You can hear Dizzee in action alongside his breddas from the Roll Deep Crew, Wiley and DJ Slimzee, on Roll Deep's Web site. Full of shout-outs, breathless in-studio rapping, and messy, adrenine-laced beats, the recording is the single best example I've heard of the state of garage at the moment. Dizzee's voice treats octaves like a fat fist mashes the piano keyboard. It sounds like his voice is breaking with every other word. The mix opens with Dizzee's "I Luv U," which has been floating around on test-pressings (and MP3s, of course) for months and months, and only now is getting a proper release (on XL, of all labels); Dizzee's point/counterpoint with an uncredited female MC perfectly encapsulates the sexual tension and adolescent angst of the scene. For a buyer of import 12-inches, the mix is doubly interesting because it recontexualizes everything. Dizzee and Wiley rap over all kinds of instrumental garage tracks, like Mos' Wanted's "Hungry Tiger." Suddenly the records make sense — the debilitatingly minimal riddims suddenly come into their own once wetted down with Wiley's ragga-style chat. And here's another development: taking cues from dancehall, garage MCs are re-using riddims. The 12-inch is no longer the definitive form of the tune; it's only realized when played out, or played on the radio, with an MC riding it. It's chemical: the compound is so potent that the elements have to be kept separate, for fear of spontaneous combustion.

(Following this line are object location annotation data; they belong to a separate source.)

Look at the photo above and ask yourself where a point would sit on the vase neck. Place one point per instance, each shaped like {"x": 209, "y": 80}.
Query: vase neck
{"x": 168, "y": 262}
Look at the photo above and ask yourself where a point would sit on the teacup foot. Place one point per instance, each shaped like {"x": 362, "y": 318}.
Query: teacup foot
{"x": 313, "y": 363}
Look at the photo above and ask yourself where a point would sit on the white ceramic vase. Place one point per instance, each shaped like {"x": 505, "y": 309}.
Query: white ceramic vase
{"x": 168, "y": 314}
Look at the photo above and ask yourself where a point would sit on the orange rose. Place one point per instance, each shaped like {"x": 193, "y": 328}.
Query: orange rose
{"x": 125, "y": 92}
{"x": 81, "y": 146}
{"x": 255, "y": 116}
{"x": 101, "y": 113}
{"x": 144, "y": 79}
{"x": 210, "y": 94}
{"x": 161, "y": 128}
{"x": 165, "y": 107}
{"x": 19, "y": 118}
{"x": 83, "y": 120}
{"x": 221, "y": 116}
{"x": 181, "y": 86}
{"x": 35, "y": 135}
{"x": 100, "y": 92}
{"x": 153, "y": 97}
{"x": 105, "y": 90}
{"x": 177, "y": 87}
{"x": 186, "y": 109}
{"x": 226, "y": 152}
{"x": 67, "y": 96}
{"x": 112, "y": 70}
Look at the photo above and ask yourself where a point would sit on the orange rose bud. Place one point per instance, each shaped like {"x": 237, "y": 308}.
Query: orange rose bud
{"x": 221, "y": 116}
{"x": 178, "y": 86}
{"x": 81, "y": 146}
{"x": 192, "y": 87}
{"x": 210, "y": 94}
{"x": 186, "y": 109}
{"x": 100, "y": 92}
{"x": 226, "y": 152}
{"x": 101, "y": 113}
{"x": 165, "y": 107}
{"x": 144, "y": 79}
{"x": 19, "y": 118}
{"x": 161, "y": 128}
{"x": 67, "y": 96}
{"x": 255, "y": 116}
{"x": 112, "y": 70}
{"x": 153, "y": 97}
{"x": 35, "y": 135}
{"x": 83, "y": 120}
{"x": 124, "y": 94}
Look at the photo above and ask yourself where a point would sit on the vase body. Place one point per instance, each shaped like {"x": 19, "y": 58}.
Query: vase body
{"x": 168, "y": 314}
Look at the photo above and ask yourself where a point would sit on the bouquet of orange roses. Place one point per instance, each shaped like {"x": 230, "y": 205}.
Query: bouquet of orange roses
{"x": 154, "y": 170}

++ It's worth noting that, despite catchy neologisms like "gutter garage," grimy garage, garage rap, etc., this isn't even really garage any more. As Luke points out in a decidedly unfoolish April 1 entry to his excellent blog Heronbone, the rappers are actually saying things like, "I don't like garage or four-to-the-floor" (Demon), "I ain't UK garage so get used to it" (Dizzee), and "Garage, I don't care about garage" (Wiley). They're right, of course. There are elements of breakstep, of dubstep, of two-step, but no MJ Cole fan is going to feel compelled to wind his waistline to these crude, clumsy beats, these Hoover bass lines that suck the wind out of you, these ugly, gaping silences that yawn like bomb cavities. I don't know what the hell to call this stuff. There is something to be said for the term "bashment" (which, as I understand it, refers more to dancehall), just for the physicality of the metaphor. The new garage beats sound like a righteous pummeling.